My dad built the playground. He hand carved the school’s sign. My mom owned and operated the cotton candy machine that was the highlight of the school’s annual Halloween party. Owning that machine was equivalent to having a Ferris wheel in your backyard.

My point is, I realized at a young age what the PTA really stood for: Protecting The Assets. So this year I promptly handed over $5 to Ava’s elementary school to secure my membership in a club that I thought would guarantee my pig-tailed asset special treatment.

Yeah, me and 1,400 other people.

“Were we supposed to dress up?” my husband Ray lamented as we pulled into the school parking lot bustling with families looking as if they came directly from a SEARS portrait sitting.

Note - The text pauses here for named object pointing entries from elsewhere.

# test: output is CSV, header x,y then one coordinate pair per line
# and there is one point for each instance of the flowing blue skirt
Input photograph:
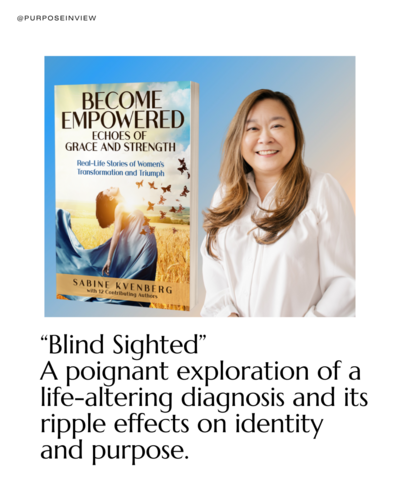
x,y
134,258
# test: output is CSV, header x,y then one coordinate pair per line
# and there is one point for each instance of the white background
x,y
356,452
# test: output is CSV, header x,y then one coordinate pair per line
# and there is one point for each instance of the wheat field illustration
x,y
173,263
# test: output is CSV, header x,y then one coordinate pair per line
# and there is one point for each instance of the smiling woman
x,y
280,237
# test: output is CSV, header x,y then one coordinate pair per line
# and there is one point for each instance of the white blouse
x,y
310,271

Dress up? In 1982, all you had to do was show up.

Yes, times have changed. Today numerous letters and emails are sent home, inviting parents to the meeting. In the good old’ days you invited only the people you liked and you did so by untraceable means: word-of-mouth. And now there’s an itinerary, a guest speaker, a PowerPoint presentation with clip art from Windows 95 and, worst of all, the use of parliamentary procedure.

Nothing seems more out of place than parliamentary procedure conducted in an overcrowded gymnasium that looks and sounds like the mall soft play area on a school holiday. It seems that nowadays, parents are “encouraged” to bring their children to the meeting, but their children are not encouraged to roam freely, set fires in garbage cans or stuff paper towels into the sink drains. Instead, children are encouraged to sit quietly in a roomful of their peers and endure sixty minutes of parentspeak.  Needless to say, only those placated by smart-phone technology succeed.

I took notes. I smiled and nodded attentively at the guest speaker hoping he would see me from the nosebleed section and later ask my name, write it down and pass it up the chain. The woman in front of me played on her phone. Some yelled at their children to give their phones back so they could play Angry Birds. Most talked amongst themselves. I wanted to revoke their membership rights then and there. I wanted to take back the PTA night – directly back to 1982.

Mostly I wanted to run to the closet and pull out a beaded jump rope and hang myself with it, but I’m sure like everything else those ropes have been replaced by better and safer cloth versions that feel warm and fuzzy around your neck. I don’t want warm and fuzzy. I want cutthroat.

PTA today is like Facebook. Anybody can join. This parental over-saturation only means one thing: my child is one of many. A plebe. A cog in the machine. A part of a – gasp! – democracy.

Where’s the favoritism? The bias? Is nepotism really dead?

No, in spite of what I’ve seen, I still believe it is alive and well. And it comes in the form of a cotton candy machine.